Stevens, who employs four people at the two adult day cares, says she didn’t always aspire to a health profession.

“I wanted to be a wife with about a thousand kids, but it didn’t work out,” she says, flashing her bare ring finger. But she is close with her son and daughter, Jeana Simmons, an aesthetician and a board member at Millennium, which was named for the theological concept of Christ’s future reign over a thousand years of peace on earth.

Christel West

Stevens sees her businesses as extensions of her Roman Catholic faith, and finds caring for her clients personally fulfilling, an observation that resonated with West and Blackmon.

West operates Promised Land Adult Day Care at 6911 Geyer Springs Road in addition to a Medicaid transportation service and an auto detailing shop in Conway. A Greenbrier resident, she has considered herself an entrepreneur since she sold popcorn and homemade lemonade off her front porch as an 8-year-old. With the profits, she treated herself to roller-skating.

“We at the day care become part of the family for the client,” West said. “Because you’re there, providing support to the family, sometimes they just want to talk, knowing that they can turn to you for support. People realize they can offer a life in adult day care that’s fulfilling, that allows socialization, and that they can still bring their loved one home to get that nurturing love and family care.”

Improving Awareness
Stevens emphasizes compassionate care, saying her team is well versed in clients’ symptoms. “We understand the many intricacies of dementia, and we know how to care for clients, how to treat them well. We’re client- and family-focused first, as opposed to thinking of ourselves as businesspeople.”

Blackmon, 34, is looking to expand his adult day care in Sweet Home south of Little Rock. “I have to. I’m full,” he said, with a roster of five patients.

West said her 70-year-old mother works at her adult day facility and can hardly be kept away. “It’s done a world of good for her,” she said. “She’s able to interact and serve clients, and it’s a joy to her as well as for me. She also gets paid!”

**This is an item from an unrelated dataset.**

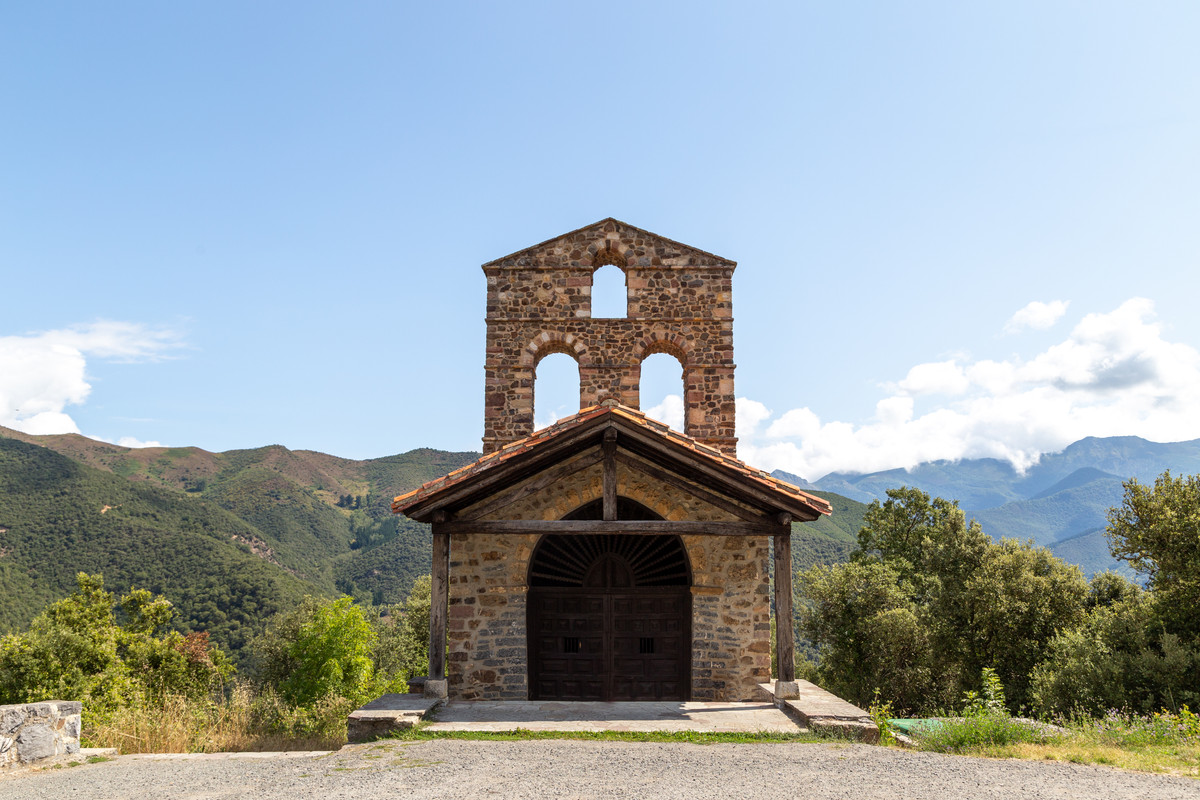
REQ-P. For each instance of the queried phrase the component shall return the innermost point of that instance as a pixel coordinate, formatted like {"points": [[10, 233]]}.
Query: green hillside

Stevens said the state has only two qualifications, beyond age and disability, for adult day care. “Clients have to be able to take their own medication and to sit up for the hours that they’re here. The sitting up part is easy, but the medication can be difficult because clients often have tremors.” (See Pulaski, Crittenden Counties Lead State in Adult Day Care.)

She said that as a business, adult day care is remarkably stable, though numbers shift as clients age, go into nursing care and, of course, eventually die. But she would favor Medicaid even if she weren’t a provider.

“I would always recommend it because of the socialization,” she said. “Instead of having to place Grandma in a nursing home, people can drop relatives off at the day care, go on to work or whatever task they have to accomplish, and then pick them up at the end of the day. It gives more enrichment than parking a client in front of the TV while the attendant takes care of chores in home care. For many clients and families, adult day care’s ideal.”